Sort records by primary key age, then by name:

compare(a, b):
  if a.age < b.age: return -1
  if a.age > b.age: return 1

  if a.name < b.name: return -1
  if a.name > b.name: return 1

  return 0

This comparator defines a lexicographic order.

Key Extraction Pattern

Instead of writing a full comparator, many systems use a key function:

key(x) = (x.age, x.name)

Sorting compares keys using the default ordering. This is easier to reason about and reduces comparator complexity.

Stability Interaction

With stable sorting, custom comparators can be layered.

Example:

stable_sort by name
stable_sort by age

The final order is by age, then by name.

With an unstable sort, this pattern fails because earlier ordering is not preserved.

Comparator Cost

Sorting complexity includes comparator cost. If comparison is expensive, total runtime increases.

For example:

O(n log n) comparisons
each comparison costs O(k)
total O(k n log n)

Common sources of high cost:

  • string comparison
  • deep object comparison
  • repeated computation inside comparator

Optimization

Precompute keys when possible:

keys[i] = key(A[i])
sort pairs (keys[i], A[i])

This avoids recomputing keys during each comparison.

Another approach is decorate–sort–undecorate:

decorated = [(key(x), x) for x in A]
sort decorated
A_sorted = [x for (_, x) in decorated]

Common Pitfalls

Non-transitive comparator

a < b
b < c
but c < a

This creates cycles. Sorting algorithms assume transitivity and may behave unpredictably.

Inconsistent equality

Returning 0 for elements that are not truly equivalent can group unrelated elements and break expectations.

Stateful comparator

A comparator that depends on external state that changes during sorting leads to undefined behavior.

Floating-point issues

Comparing floating-point values requires handling special values:

NaN
+0 and -0
infinity

NaN does not compare consistently with any value, including itself. Sorting must define a policy for such values.

Reverse Order

To sort in descending order, reverse the comparator:

compare_desc(a, b) = compare(b, a)

Or negate the result when using numeric comparisons.

Partial Orders

Some domains define only partial orderings. Sorting requires a total order. Convert a partial order into a total order by adding tie-breaking rules.

Example:

primary key
secondary key
original index

This ensures every pair of elements is comparable.

Correctness

Sorting correctness depends on the comparator satisfying its contract. If the comparator is valid, the sorting algorithm guarantees:

output is ordered under comparator
output is a permutation of input

If the comparator violates its contract, no correctness guarantee holds.

Testing Comparators

To validate a comparator:

  • Test transitivity on random triples
  • Test symmetry: if a < b, then not b < a
  • Test consistency across repeated calls
  • Test edge cases such as equal keys

Implementation Notes

Prefer key extraction over raw comparator functions when possible. It simplifies reasoning and often improves performance.
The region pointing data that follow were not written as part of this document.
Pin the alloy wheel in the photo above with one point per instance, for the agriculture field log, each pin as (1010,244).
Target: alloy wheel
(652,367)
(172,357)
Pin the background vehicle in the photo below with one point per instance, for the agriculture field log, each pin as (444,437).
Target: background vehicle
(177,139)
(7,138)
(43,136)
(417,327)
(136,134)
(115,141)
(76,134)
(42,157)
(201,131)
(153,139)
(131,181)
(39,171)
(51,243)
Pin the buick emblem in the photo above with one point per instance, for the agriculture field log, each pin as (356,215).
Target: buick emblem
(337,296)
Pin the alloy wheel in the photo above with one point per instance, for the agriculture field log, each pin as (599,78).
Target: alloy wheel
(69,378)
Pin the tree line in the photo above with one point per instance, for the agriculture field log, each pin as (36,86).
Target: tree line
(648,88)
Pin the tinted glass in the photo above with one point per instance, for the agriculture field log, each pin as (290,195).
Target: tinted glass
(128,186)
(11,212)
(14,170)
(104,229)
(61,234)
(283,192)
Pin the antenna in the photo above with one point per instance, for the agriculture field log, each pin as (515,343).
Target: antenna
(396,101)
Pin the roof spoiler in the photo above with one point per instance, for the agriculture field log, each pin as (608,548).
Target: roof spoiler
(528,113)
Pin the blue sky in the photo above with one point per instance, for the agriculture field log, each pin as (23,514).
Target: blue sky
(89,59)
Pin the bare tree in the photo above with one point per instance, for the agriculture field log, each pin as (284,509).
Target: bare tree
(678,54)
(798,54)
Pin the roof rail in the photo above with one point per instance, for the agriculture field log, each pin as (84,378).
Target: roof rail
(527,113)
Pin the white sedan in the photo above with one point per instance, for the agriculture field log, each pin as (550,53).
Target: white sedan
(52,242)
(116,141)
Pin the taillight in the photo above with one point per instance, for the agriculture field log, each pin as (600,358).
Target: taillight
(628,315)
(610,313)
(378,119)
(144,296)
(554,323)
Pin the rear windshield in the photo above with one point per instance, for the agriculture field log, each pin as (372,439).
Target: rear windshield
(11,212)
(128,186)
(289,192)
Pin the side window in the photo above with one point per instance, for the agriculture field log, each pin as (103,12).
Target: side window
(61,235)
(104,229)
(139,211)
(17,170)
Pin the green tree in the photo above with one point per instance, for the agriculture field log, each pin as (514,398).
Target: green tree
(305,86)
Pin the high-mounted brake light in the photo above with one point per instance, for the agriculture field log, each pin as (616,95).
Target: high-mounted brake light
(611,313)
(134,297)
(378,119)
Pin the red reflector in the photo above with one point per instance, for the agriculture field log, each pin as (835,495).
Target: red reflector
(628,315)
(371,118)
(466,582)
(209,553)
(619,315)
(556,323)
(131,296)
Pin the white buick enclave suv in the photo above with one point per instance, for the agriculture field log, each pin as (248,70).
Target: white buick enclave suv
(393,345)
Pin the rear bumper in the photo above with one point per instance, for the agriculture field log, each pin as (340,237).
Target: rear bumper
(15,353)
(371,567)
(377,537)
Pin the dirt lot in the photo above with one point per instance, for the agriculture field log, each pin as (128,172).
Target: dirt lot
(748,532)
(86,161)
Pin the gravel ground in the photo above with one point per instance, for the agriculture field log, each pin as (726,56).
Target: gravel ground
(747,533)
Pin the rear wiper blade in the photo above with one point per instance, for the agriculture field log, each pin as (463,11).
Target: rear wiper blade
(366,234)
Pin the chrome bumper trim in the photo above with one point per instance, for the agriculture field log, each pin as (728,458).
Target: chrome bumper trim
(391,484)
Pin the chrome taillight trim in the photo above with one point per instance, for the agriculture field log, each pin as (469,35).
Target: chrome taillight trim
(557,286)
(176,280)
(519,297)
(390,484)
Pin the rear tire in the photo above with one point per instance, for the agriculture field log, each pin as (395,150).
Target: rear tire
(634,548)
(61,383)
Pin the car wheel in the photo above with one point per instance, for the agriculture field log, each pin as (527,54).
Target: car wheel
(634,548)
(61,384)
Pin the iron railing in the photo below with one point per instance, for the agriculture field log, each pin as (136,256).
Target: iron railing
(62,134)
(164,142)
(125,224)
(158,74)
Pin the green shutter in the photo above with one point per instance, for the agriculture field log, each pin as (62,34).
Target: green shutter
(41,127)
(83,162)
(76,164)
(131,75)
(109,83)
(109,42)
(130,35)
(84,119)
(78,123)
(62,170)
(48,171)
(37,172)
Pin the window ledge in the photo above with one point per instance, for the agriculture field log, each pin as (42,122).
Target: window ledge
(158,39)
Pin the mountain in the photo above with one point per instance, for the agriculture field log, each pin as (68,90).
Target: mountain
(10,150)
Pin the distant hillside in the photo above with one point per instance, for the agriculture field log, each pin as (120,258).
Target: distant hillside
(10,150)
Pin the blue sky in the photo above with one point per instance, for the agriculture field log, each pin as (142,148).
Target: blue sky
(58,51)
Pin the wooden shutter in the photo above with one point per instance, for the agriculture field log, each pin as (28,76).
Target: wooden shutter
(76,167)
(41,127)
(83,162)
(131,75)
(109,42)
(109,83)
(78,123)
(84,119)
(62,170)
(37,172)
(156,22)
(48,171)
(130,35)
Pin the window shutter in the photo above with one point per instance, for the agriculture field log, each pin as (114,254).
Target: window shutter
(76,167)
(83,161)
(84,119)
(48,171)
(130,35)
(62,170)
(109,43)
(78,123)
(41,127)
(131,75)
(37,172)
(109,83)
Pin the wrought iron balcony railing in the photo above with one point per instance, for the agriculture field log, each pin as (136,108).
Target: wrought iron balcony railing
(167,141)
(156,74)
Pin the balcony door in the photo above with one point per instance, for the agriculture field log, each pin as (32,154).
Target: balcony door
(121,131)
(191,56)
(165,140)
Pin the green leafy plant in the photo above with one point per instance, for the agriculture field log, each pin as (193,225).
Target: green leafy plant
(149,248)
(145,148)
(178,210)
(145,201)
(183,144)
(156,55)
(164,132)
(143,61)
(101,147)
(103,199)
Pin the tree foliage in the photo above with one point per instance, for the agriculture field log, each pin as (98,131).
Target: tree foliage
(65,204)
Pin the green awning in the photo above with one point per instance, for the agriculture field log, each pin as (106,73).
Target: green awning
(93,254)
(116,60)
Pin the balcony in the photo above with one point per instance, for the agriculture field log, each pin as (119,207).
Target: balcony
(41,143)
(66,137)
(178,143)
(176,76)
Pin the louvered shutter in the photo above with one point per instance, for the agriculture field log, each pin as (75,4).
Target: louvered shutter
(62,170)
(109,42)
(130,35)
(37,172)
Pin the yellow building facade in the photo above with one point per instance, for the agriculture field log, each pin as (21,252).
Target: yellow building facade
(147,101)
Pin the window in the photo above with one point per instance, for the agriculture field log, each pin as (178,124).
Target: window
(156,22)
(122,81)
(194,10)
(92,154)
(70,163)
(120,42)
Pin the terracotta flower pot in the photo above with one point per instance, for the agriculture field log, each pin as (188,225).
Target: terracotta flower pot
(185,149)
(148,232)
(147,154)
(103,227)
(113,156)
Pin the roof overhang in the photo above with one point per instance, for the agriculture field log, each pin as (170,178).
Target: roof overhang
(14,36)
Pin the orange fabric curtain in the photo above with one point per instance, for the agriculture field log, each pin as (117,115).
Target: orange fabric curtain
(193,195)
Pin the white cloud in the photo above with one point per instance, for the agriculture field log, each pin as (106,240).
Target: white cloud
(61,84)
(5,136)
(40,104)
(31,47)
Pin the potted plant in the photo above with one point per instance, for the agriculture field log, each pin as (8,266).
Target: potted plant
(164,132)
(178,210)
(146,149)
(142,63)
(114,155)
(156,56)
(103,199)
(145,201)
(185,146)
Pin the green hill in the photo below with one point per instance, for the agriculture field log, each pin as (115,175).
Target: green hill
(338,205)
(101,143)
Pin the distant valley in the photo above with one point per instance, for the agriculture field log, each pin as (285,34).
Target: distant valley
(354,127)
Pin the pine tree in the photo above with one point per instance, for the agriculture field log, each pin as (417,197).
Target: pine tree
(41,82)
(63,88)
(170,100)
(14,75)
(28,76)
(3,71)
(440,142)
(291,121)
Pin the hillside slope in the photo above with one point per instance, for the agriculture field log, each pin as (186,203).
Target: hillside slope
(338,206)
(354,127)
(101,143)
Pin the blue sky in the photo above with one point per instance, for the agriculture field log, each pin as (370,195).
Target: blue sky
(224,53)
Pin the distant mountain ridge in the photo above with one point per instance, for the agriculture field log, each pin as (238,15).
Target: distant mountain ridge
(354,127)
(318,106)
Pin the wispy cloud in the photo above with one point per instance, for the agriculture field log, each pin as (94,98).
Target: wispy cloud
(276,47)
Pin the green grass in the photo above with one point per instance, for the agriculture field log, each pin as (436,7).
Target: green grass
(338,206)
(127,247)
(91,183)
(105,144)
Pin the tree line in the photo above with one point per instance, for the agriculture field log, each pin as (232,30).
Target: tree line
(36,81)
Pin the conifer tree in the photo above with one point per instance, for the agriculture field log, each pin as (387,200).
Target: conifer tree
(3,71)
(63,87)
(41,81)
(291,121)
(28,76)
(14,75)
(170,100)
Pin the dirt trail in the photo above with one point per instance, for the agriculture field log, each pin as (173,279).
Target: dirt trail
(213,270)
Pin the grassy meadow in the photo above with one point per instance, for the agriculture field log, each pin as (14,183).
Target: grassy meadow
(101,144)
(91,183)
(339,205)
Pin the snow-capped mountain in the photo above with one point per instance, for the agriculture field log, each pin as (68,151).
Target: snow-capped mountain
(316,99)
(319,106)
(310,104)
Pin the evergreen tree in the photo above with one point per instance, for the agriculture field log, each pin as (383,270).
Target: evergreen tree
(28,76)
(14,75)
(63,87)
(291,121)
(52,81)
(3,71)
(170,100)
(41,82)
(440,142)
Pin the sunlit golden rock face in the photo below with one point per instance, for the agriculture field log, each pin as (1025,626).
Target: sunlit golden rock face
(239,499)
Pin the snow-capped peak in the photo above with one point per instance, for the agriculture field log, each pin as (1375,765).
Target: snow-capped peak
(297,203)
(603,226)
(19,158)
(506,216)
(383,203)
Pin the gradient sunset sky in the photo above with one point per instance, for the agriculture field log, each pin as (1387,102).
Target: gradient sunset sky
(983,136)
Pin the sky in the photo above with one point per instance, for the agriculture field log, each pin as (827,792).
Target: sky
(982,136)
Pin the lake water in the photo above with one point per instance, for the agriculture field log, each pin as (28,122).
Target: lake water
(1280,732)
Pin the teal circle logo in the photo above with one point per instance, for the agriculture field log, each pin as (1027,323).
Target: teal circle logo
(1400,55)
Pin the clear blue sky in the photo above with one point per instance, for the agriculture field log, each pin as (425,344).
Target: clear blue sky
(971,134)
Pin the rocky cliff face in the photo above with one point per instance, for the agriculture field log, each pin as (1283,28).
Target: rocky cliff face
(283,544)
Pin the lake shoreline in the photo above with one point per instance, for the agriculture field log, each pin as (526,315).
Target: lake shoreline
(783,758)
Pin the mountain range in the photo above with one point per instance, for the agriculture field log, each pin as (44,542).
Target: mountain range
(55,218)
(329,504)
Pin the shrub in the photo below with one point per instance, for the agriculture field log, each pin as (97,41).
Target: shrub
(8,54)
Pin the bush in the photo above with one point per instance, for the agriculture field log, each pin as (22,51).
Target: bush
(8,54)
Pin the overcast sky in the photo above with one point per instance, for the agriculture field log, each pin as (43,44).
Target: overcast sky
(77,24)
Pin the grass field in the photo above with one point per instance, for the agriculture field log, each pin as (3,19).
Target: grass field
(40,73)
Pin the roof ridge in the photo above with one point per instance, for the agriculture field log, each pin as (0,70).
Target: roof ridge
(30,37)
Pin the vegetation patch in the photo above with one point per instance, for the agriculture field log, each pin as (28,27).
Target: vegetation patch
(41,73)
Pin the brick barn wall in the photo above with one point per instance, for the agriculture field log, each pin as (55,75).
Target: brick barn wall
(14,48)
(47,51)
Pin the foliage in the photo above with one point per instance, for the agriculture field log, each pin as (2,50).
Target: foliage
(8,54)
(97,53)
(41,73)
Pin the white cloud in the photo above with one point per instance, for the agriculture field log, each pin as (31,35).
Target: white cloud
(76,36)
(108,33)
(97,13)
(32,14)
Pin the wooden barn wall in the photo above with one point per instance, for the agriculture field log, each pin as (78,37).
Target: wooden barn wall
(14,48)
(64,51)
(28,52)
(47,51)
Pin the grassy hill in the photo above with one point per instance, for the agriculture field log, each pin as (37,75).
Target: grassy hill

Document comparator behavior explicitly, especially for edge cases and tie-breaking rules.

Keep comparators pure. Avoid side effects and dependence on mutable global state.

Takeaway

Custom comparators define the ordering relation used by sorting. Their correctness is as important as the sorting algorithm itself. A well-defined comparator ensures predictable and correct results.